In Sanchez v. Tower Ins. Co. of NY (Sup Ct, NY County, January 3, 2006, Index No. 601433/04), the Dwelling Package Policy issued to the plaintiffs by defendant Tower contained the an exclusion.
Tower asserted that the underlying personal injury claim was not covered under this policy because at the time of the alleged accident, the insureds no longer resided at the Brooklyn address cited in the policy, but had moved to Florida.
Although the plaintiffs admitted that they had moved to Florida, they contended that the Brooklyn address was a secondary residence, given the fact that they "frequently visit their relatives, who reside in the Premises, for one and one half to two months at a time each year" (id. at 3).

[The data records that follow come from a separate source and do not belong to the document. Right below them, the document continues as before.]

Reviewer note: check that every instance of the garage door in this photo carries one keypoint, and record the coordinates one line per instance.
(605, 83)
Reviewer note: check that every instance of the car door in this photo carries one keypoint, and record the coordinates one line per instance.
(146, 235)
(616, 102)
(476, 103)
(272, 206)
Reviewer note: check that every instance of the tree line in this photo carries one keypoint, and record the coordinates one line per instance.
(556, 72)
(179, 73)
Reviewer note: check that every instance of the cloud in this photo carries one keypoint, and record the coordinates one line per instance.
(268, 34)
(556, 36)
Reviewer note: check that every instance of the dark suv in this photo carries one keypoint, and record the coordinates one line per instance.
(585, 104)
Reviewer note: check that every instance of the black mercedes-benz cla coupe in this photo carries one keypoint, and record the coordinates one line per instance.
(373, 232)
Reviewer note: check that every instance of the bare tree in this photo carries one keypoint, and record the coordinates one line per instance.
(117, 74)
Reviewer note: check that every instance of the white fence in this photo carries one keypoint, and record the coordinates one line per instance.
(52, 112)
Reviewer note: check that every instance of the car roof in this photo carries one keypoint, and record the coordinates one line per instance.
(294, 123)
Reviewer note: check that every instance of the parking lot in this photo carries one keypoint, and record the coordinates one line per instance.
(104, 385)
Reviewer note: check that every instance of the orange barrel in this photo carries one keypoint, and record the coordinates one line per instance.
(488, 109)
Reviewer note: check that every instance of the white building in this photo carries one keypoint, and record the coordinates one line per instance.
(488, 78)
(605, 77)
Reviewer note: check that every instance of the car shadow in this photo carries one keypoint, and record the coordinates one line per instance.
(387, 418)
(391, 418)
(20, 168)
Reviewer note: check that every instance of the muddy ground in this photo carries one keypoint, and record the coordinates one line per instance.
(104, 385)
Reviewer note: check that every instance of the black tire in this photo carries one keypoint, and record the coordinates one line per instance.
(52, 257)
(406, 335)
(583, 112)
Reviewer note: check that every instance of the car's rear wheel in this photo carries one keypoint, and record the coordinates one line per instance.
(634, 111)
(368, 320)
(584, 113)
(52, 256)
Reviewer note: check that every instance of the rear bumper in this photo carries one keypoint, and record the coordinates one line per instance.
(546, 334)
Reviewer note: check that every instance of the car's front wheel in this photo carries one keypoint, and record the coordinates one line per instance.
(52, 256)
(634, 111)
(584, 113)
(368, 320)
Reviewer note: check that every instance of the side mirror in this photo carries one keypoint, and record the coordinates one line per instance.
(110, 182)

The court found that this allegation was "insufficient to support a finding that the Brooklyn address remained a viable residence for the Sanchezes" as they "have alleged, at best, that they have made lengthy visits to the premises, but they do not contend that they have resided in the household with any degree of permanence or intent to remain indefinitely" (id.).
The court concluded that thus, "the Brooklyn address listed on the insurance policy did not constitute the Sanchez's residence such that the Sanchezes were covered by the insurance policy at issue," and granted Tower's motion for an order declaring that it was not liable to defendant or to indemnify the plaintiffs in the underlying action (id., at 4-5).